O estudo foi publicado esta semana na revista “Current Biology”, mas nele não é explicado concretamente, em que momento as baleias perderam os dentes e evoluíram para os animais que conhecemos hoje, com cerdas que servem para filtrar a água e recolher alimentos, no entanto, diz-se que existiu um passado com baleias que tinham membros traseiros, que se alimentavam por sucção e que mergulhavam para caçar as presas.

Este fóssil, descoberto na Bacia de Pisco, no sul do Peru, pertencia ao mais antigo membro conhecido do grupo dos cetáceos misticetos, sendo esta uma subordem que inclui a Baleia Azul, a Baleia de Bossa ou a Baleia Franca.

Com aproximadamente 4 metros de comprimento, este animal do período Eoceno tardio (entre 55 e 36 milhões de anos atrás) era bem menor do que os seus familiares actuais, contudo, muito diferente a nível do crânio.
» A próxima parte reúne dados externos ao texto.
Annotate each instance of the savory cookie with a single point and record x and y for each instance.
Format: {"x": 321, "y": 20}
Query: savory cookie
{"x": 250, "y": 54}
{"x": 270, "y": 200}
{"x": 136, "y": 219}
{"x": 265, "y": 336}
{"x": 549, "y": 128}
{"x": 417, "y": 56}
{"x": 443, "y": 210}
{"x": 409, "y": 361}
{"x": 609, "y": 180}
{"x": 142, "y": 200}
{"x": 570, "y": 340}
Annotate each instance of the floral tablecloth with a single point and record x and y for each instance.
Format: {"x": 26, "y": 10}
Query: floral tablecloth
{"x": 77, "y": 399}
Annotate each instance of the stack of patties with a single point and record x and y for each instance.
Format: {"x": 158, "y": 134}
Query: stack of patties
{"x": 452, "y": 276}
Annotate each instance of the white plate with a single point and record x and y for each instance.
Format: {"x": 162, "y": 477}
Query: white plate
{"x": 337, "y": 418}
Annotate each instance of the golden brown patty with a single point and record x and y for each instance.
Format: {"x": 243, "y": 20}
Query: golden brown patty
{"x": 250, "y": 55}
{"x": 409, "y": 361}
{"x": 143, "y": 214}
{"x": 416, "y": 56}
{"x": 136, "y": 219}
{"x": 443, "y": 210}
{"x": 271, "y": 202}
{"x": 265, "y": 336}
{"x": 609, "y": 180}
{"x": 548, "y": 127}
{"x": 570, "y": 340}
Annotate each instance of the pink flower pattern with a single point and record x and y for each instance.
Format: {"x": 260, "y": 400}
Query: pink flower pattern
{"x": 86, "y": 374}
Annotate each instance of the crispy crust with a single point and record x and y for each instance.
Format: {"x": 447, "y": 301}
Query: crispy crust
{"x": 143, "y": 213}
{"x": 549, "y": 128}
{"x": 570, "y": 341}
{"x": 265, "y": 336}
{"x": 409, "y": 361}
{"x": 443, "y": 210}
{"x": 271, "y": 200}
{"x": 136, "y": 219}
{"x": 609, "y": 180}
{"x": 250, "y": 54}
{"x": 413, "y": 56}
As baleias do presente não têm dentes, mas sim fibras de queratina, conhecidas como ‘barbas’, servindo estas para prender pequenos animais marinhos, dos quais se alimentam.

“Esta descoberta do nosso colega peruano Mario Urbina preenche uma grande lacuna na história do grupo e fornece pistas sobre a ecologia dos primeiros misticetos”, afirmou o paleontólogo e co-autor do estudo Olivier Lambert, do Instituto Real Belga de Ciências Naturais.

Segundo o responsável, citado na revista, o estudo do fóssil sugere ainda que, além dos dentes, a baleia também se teria especializado em alimentação por sucção, uma vez que os seus dentes exibem um padrão de desgaste relativamente diferente do encontrado em baleias ainda mais antigas.

Os membros dessas espécies, classificadas eles como “basilosauridae”, eram caçadores activos, semelhantes às actuais orcas, tinham bocas adequadas para morder e também atacar. A baleia cujo fóssil foi agora descoberto no Peru, tinha uma boca mais adequada para sugar alimentos, levando os investigadores a concluir que representa um passo intermédio entre as baleias predadoras e as actuais.

Lambert lembrou os que criticam a teoria de que as baleias vêm de um antepassado terrestre para dizer que o fóssil agora descoberto revela os passos intermediários da evolução da espécie.

Outra surpresa da “sua” baleia foi a constatação da existência de membros traseiros, ainda que atrofiados, algo que os paleontólogos julgavam ter desaparecido nos “basilosauridae”.